Les autorités ukrainiennes affirment que quatre antennes-relais situées en Biélorussie servent à guider les attaques de drones russes, notamment lors d'assauts ciblant les infrastructures énergétiques et ferroviaires ukrainiennes.
Une escalade assumée par Kiev
Face à cette situation alarmante, Zelensky a exigé le démantèlement des installations en une semaine, déclarant : "Qu'il les retire et nous prouve qu'elles ont été retirées". À défaut, l'Ukraine envisage d'agir elle-même pour neutraliser ces menaces.
Cependant, depuis le début du conflit, Kiev accuse Minsk de soutenir activement l'armée russe. Il est à noter que les troupes de Moscou avaient déjà lancé leur offensive contre Kiev depuis le territoire biélorusse en février 2022. Le régime de Loukachenko continue d'approfondir ces liens militaires avec la Russie, en accueillant notamment des infrastructures stratégiques, ainsi qu'en permettant le déploiement d'armements nucléaires sur son sol.
Un durcissement ukrainien qui interroge
Pour Olivier Kempf, la Biélorussie joue un rôle évident, même indirect, dans le conflit. Selon lui, même si le rôle de Minsk est perçu comme passif, il pourrait s'agir d'une base avancée pour la Russie. Les équipements en question, qualifiés de "stations de radar et de communications", sont stratégiquement importants, mais leur absence ne déterminerait pas le succès des forces russes sur le terrain.

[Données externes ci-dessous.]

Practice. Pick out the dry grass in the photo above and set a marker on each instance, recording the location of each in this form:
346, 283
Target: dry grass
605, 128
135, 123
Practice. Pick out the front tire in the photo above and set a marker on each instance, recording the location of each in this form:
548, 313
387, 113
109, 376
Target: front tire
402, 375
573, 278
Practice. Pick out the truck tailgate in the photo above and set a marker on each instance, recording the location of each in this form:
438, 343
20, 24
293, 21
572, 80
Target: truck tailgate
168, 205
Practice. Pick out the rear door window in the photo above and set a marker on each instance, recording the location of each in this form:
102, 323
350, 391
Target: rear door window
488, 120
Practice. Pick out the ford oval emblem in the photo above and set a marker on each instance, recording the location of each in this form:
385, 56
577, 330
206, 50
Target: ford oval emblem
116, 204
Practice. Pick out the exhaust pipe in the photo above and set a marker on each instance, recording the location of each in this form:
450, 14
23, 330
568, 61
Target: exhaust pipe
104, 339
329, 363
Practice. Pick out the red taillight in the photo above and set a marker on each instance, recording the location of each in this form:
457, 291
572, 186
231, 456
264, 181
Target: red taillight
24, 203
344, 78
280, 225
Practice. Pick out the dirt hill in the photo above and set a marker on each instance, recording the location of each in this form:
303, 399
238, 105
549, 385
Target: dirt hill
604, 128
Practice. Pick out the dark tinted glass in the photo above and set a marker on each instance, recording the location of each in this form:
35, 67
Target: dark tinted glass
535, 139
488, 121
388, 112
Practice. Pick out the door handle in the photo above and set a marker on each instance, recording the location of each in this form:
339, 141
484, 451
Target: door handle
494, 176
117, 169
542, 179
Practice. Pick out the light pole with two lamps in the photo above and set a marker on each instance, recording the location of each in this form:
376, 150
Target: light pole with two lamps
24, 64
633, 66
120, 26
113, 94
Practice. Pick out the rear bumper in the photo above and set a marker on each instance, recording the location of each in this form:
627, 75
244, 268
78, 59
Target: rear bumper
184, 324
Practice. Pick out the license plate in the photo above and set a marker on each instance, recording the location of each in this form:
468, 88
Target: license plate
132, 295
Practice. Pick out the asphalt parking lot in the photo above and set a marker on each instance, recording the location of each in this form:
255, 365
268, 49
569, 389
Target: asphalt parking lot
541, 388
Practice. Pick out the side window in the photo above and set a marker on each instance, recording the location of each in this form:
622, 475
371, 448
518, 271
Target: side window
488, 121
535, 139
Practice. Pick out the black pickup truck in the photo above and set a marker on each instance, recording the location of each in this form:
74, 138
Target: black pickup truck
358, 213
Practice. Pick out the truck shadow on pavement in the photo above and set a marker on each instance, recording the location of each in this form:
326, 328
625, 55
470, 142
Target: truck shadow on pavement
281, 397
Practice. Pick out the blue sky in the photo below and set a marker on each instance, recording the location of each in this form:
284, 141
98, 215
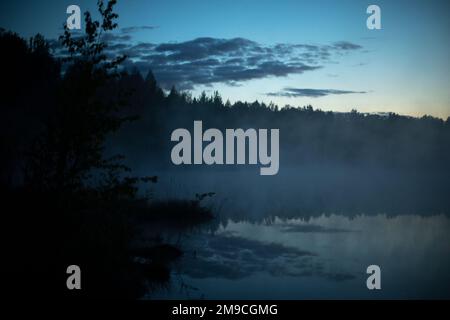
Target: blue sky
402, 68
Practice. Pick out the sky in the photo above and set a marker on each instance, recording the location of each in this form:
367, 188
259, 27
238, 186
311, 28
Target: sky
288, 52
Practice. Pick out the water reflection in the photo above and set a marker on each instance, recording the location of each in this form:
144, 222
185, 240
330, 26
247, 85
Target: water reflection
318, 257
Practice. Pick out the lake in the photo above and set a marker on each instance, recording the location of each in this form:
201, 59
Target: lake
267, 243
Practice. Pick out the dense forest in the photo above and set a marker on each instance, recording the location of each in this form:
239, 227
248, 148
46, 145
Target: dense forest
73, 129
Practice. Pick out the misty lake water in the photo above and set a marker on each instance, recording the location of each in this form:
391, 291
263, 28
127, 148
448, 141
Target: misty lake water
267, 244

Même si Loukachenko a affirmé que la Biélorussie ne s'engagerait pas directement dans la guerre, l'Ukraine considère que le soutien de Minsk à Moscou a franchi une ligne critique. Cependant, cette ferme position suscite des interrogations. "L'Ukraine n'est pas dans une situation favorable", souligne Kempf, en rappelant les défis militaires et économiques auxquels fait face le pays.

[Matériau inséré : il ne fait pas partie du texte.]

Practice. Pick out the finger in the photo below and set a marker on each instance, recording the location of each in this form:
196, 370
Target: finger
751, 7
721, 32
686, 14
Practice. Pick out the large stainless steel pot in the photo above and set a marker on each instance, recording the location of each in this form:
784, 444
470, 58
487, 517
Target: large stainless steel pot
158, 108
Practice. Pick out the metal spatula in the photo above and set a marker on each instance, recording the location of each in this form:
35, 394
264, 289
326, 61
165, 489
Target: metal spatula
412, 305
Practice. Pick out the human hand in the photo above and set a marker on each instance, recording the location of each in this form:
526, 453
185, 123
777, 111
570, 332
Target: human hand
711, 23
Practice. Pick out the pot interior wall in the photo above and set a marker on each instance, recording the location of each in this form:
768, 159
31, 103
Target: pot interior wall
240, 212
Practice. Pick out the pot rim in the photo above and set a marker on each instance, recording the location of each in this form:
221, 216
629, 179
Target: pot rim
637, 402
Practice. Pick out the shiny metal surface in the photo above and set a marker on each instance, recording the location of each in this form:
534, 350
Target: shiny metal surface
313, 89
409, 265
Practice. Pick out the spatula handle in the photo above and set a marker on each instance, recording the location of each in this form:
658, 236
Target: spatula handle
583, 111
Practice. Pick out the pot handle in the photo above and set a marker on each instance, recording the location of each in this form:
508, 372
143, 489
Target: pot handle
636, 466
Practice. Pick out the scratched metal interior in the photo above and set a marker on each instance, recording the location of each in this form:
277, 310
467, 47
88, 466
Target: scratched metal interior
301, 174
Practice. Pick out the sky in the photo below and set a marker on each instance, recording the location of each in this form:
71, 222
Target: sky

Une volonté ukrainienne de généraliser ce conflit ?
Kempf propose deux interprétations possibles de la position de l'Ukraine : soit la confiance a été retrouvée, soit le gouvernement agit par nervosité stratégique. "Les deux hypothèses se tiennent", précise-t-il, ajoutant que l'Ukraine pourrait chercher à élargir le conflit pour maintenir le soutien de ses alliés européens face aux retards d'aide militaire occidentale.
La Biélorussie ne veut certainement pas être entraînée dans ce conflit
Olivier Kempf est sceptique quant à une entrée en guerre de la Biélorussie, affirmant que ce pays souhaite éviter d’être impliqué dans le conflit. Il doute également qu'une démarche de démantèlement des antennes soit envisagée par Minsk, qui dépend beaucoup de son alliance avec la Russie.
Enfin, une frappe ukrainienne sur le territoire biélorusse présenterait des risques politiques pour Zelensky, qui risquerait d'être perçu comme l'agresseur. En agissant ainsi, il pourrait perdre la légitimité de sa propre cause, où la Russie est actuellement désignée comme l'agresseur. Cette dynamique complexe met en lumière les enjeux stratégiques auxquels l'Ukraine doit faire face dans un contexte militaire fragile.